One artist who’s a bit difficult to classify (that thing we all do, labelling somebody, to try and get an idea of what they do) is Anna Calvi. Not only because her work, a unique mix of influences, but also because of the people it has reached – fashion collectives, most of the British press, chaps like Nick Cave or Brian Eno and so on…
Her second work, One Breath, changed many bits from its predecessor, like her producer, but it kept many ingredients of her music, like that sort of mystery and magnetism that fluctuates between the subtlety and the electric storm, the calm and the bursts of sound and light.
That aspect of her music is better revealed on stage, like on Sunday, March 23rd. Accompanied by Canadian singer-songwriter Chloe Charles on supporting duties (QRO photos – especially good is her record Break the Balance), Calvi displayed at Amsterdam’s Paradiso an uncomplicated and mysterious yet effective image – even more than usual – and mixed the tracks from both her records plus a cover of Bruce Springsteen’s Fire.
Especially brilliant were “Cry”, “First We Kiss”, “Bleed Into Me”, and her classics, “Love Won’t Be Leaving”, with which he ended the first part, and “Jezebel” (of course!).

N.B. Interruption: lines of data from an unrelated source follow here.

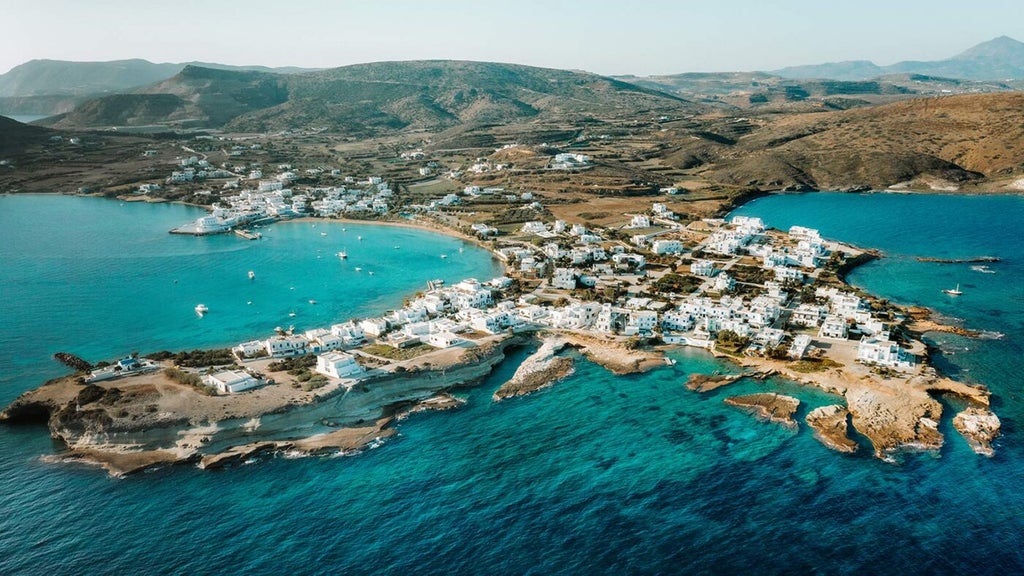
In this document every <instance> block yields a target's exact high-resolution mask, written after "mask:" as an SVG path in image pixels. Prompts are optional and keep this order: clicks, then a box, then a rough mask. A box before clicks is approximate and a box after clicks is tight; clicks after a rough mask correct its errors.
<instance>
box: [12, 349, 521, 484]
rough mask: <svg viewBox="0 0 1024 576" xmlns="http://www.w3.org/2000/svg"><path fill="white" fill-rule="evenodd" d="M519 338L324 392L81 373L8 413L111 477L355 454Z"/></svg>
mask: <svg viewBox="0 0 1024 576" xmlns="http://www.w3.org/2000/svg"><path fill="white" fill-rule="evenodd" d="M523 342H524V338H523V337H521V336H507V335H500V336H494V337H490V338H487V339H484V340H480V341H477V342H475V343H473V344H471V345H470V346H469V347H454V348H447V349H442V351H436V352H434V353H430V354H426V355H423V356H420V357H417V358H416V359H414V360H411V361H406V362H400V363H395V364H392V365H390V366H387V367H385V368H383V369H375V370H372V371H371V372H368V373H367V374H366V376H365V377H364V378H362V379H360V380H358V381H356V382H352V381H347V382H346V381H332V383H330V384H328V385H327V386H325V387H323V388H319V389H316V390H309V392H307V390H302V389H301V388H300V387H295V386H292V385H289V384H288V383H284V382H281V383H276V384H271V385H266V386H263V387H260V388H256V389H253V390H249V392H246V393H242V394H237V395H228V396H211V395H208V394H205V393H204V392H203V390H200V389H198V388H195V387H191V386H188V385H183V384H180V383H177V382H175V381H173V380H171V379H170V378H168V377H167V376H166V375H165V374H164V373H163V372H155V373H152V374H145V375H141V376H136V377H131V378H124V379H120V380H112V381H106V382H100V383H98V384H95V385H89V386H83V385H82V384H80V383H79V378H78V377H77V376H68V377H66V378H59V379H56V380H53V381H50V382H48V383H46V384H44V385H42V386H40V387H38V388H36V389H33V390H30V392H28V393H25V394H24V395H22V396H20V397H19V398H18V399H16V400H15V401H14V402H13V403H11V404H10V405H9V406H8V407H7V408H6V409H5V410H4V411H3V412H0V421H5V422H7V423H18V422H35V423H45V424H46V425H47V427H48V429H49V433H50V435H51V436H52V437H53V438H54V439H57V440H59V441H61V442H62V443H63V444H65V445H66V446H67V447H68V451H67V452H63V453H61V454H58V455H57V458H59V459H67V458H77V459H81V460H83V461H87V462H91V463H96V464H99V465H101V466H103V467H104V468H105V469H108V471H110V474H111V475H113V476H123V475H126V474H131V472H134V471H139V470H141V469H145V468H147V467H151V466H154V465H158V464H170V463H191V462H198V461H203V460H205V461H206V462H207V463H209V464H211V465H212V466H214V467H216V466H217V465H218V462H217V460H216V458H215V457H216V456H217V455H221V454H223V455H225V456H233V457H228V458H226V459H225V460H223V462H219V463H220V464H222V463H226V462H230V461H234V460H237V459H240V458H245V457H248V456H249V455H252V454H253V453H255V452H261V451H266V450H282V449H288V450H298V451H301V452H305V453H317V452H323V451H328V450H336V451H337V450H355V449H358V448H360V447H361V446H365V445H366V444H368V443H370V442H373V441H374V440H375V439H377V438H383V437H386V436H388V435H389V434H392V433H389V431H388V428H387V426H388V425H389V424H390V423H391V421H392V418H393V416H394V414H395V412H396V411H397V410H398V409H399V408H401V407H409V406H411V405H416V404H418V403H420V402H422V401H425V400H427V399H430V398H433V397H434V396H436V395H437V394H438V393H439V392H442V390H447V389H451V388H455V387H459V386H464V385H470V384H473V383H475V382H478V381H479V380H481V379H482V378H484V377H485V376H486V375H487V374H489V373H490V371H492V369H493V368H494V366H496V365H497V364H499V363H500V362H501V361H502V360H504V358H505V352H506V349H507V348H508V347H509V346H511V345H516V344H521V343H523ZM335 441H336V442H335Z"/></svg>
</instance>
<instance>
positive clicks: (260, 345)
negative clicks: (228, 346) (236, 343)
mask: <svg viewBox="0 0 1024 576" xmlns="http://www.w3.org/2000/svg"><path fill="white" fill-rule="evenodd" d="M263 347H264V344H263V342H262V341H261V340H250V341H248V342H242V343H241V344H239V345H237V346H234V347H232V348H231V352H232V353H234V356H238V357H241V358H252V357H254V356H256V355H258V354H259V353H260V352H262V351H263Z"/></svg>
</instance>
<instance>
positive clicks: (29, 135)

One strange thing yours truly has read a couple of times in different media outlets is that One Breath has been more rushed in recording time than her debut record and that, because of that, the overall result seems lacklustre and kind of ambiguous.
That is a different record compared to Anna Calvi but onstage those appreciations lose power as Calvi’s repertoire verges on the, say, omnivore, on exposing a variety of ideas and sounds and feelings that, okay, it may take some time to assimilate, but in the end they simply work as all melodies find a place in which they don’t conflict with each other, much rather the opposite.
Plus, the Englishwoman is not the kind of artist that secludes herself or ignores her environment and that definitely helps to achieve a cohesive and coherent performance.
And who could resist her unbreakable energy and her implacable guitar mastery? Who?